The process of anticipating and preparing for the transfer of a person’s wealth and assets during his or her life.  Estate planning typically attempts to eliminate uncertainties over probate administration and maximize the value of your estate.  

Put Simply:  estate planning is making a plan in advance that names whom you want to take care of your loved ones and whom you want to receive your things after you die.

What does your estate consist of?

  • Your home and other real estate
  • Tangible personal property such as cars and furniture, and
  • Intangible property like insurance, bank accounts, stocks, pension and social security benefits.

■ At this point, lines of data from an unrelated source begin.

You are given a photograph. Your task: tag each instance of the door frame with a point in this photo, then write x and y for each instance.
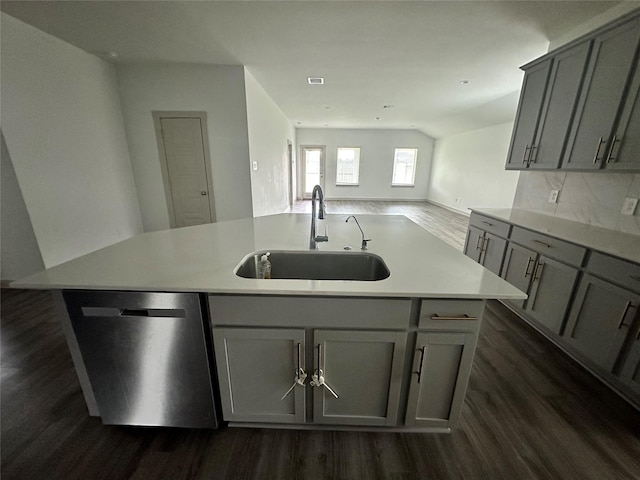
(158, 115)
(303, 167)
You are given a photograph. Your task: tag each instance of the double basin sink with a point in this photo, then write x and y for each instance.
(317, 265)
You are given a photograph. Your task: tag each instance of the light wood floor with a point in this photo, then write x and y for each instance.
(530, 413)
(445, 224)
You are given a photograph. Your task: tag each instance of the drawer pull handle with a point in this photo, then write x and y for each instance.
(452, 317)
(526, 270)
(597, 158)
(542, 244)
(624, 314)
(419, 372)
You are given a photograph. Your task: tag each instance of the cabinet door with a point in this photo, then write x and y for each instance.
(364, 369)
(493, 249)
(624, 153)
(601, 97)
(518, 268)
(439, 381)
(551, 290)
(472, 247)
(562, 95)
(600, 319)
(529, 108)
(256, 367)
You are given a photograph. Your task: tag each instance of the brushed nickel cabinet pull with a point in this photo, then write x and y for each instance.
(435, 316)
(542, 244)
(610, 156)
(624, 314)
(596, 158)
(525, 158)
(537, 271)
(419, 372)
(526, 270)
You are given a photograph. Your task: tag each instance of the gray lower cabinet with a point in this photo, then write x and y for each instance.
(600, 320)
(364, 370)
(256, 367)
(548, 283)
(439, 379)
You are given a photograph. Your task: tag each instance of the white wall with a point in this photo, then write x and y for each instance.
(216, 89)
(19, 252)
(62, 123)
(269, 131)
(470, 166)
(376, 161)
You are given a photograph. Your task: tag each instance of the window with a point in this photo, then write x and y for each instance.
(348, 166)
(404, 166)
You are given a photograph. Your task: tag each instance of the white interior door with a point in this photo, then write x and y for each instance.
(187, 170)
(312, 169)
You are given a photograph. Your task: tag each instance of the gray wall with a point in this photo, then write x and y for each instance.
(62, 123)
(376, 161)
(216, 89)
(19, 252)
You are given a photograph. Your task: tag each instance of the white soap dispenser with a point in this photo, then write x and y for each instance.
(264, 267)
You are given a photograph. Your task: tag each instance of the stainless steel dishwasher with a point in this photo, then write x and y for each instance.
(147, 356)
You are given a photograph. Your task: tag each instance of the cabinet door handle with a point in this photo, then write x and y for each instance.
(610, 156)
(596, 158)
(525, 158)
(419, 372)
(435, 316)
(526, 270)
(542, 244)
(624, 314)
(537, 271)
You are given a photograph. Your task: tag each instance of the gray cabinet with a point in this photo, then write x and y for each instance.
(256, 367)
(528, 114)
(600, 319)
(601, 98)
(364, 369)
(441, 369)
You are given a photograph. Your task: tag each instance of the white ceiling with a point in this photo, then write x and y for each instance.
(411, 55)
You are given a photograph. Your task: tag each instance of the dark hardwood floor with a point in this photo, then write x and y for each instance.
(530, 413)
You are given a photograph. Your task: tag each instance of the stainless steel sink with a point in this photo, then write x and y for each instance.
(315, 265)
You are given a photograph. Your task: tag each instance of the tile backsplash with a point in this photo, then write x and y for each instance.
(595, 198)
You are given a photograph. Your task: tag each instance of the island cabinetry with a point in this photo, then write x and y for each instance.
(486, 242)
(602, 96)
(548, 282)
(442, 361)
(604, 317)
(543, 121)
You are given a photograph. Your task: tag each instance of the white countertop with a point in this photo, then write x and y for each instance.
(202, 259)
(612, 242)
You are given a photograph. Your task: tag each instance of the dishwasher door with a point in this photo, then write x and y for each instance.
(147, 356)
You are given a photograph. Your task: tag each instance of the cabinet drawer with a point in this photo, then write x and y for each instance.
(490, 225)
(284, 311)
(619, 271)
(440, 309)
(549, 246)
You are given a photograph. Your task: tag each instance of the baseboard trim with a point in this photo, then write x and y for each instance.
(465, 211)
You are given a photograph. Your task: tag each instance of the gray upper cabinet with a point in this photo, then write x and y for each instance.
(439, 380)
(528, 114)
(364, 371)
(256, 368)
(603, 91)
(600, 319)
(562, 95)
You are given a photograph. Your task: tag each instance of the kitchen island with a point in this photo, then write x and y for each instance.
(391, 354)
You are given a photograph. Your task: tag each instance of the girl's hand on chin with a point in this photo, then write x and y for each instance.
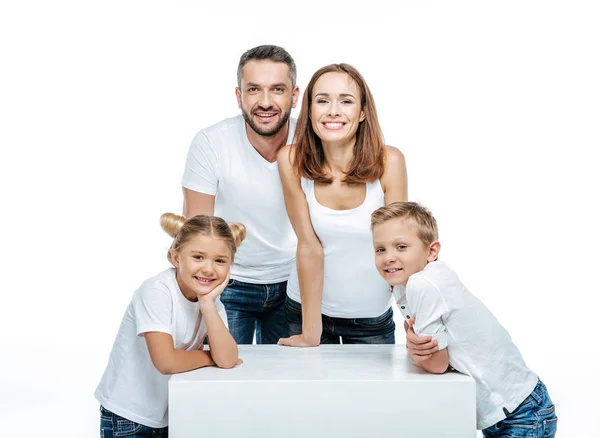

What documents are typically included in an estate plan?

  • Last Will & Testament
  • Revocable Living Trust
  • Durable Power of Attorney
  • Designation of Patient Advocate

Last Will and Testament

Your Will controls distribution of your property at death.  It is written while you are alive and carried out once you have passed. Wills typically require the involvement of the Probate Court.

Revocable Trusts

A Revocable Trust is created to manage your assets both during your lifetime and at your death.  It permits you to reduce or eliminate estate taxes and to avoid probate.  It can provide for minor children and individuals with special needs. Benefit of Revocable Trusts include protecting the privacy of your estate plan, and you retain complete control of your assets during your lifetime.

Powers of Attorney

  • A Durable Power of Attorney gives the agent you appoint the ability to act in your best interest to handle financial affairs in your absence or when you are unable to.  
  • A Designation of Patient Advocate allows you to appoint an agent to make medical decisions on your behalf in the event you can’t do so yourself.  You are also able to state your wishes for the kind of treatment you do or don’t want to receive if you become incapacitated.

What happens if you don't plan?

If you die without a will or trust, you've in effect left it to state law to write your will for you. That means the state will make certain assumptions about where you'd like your money to go—assumptions with which you might not agree.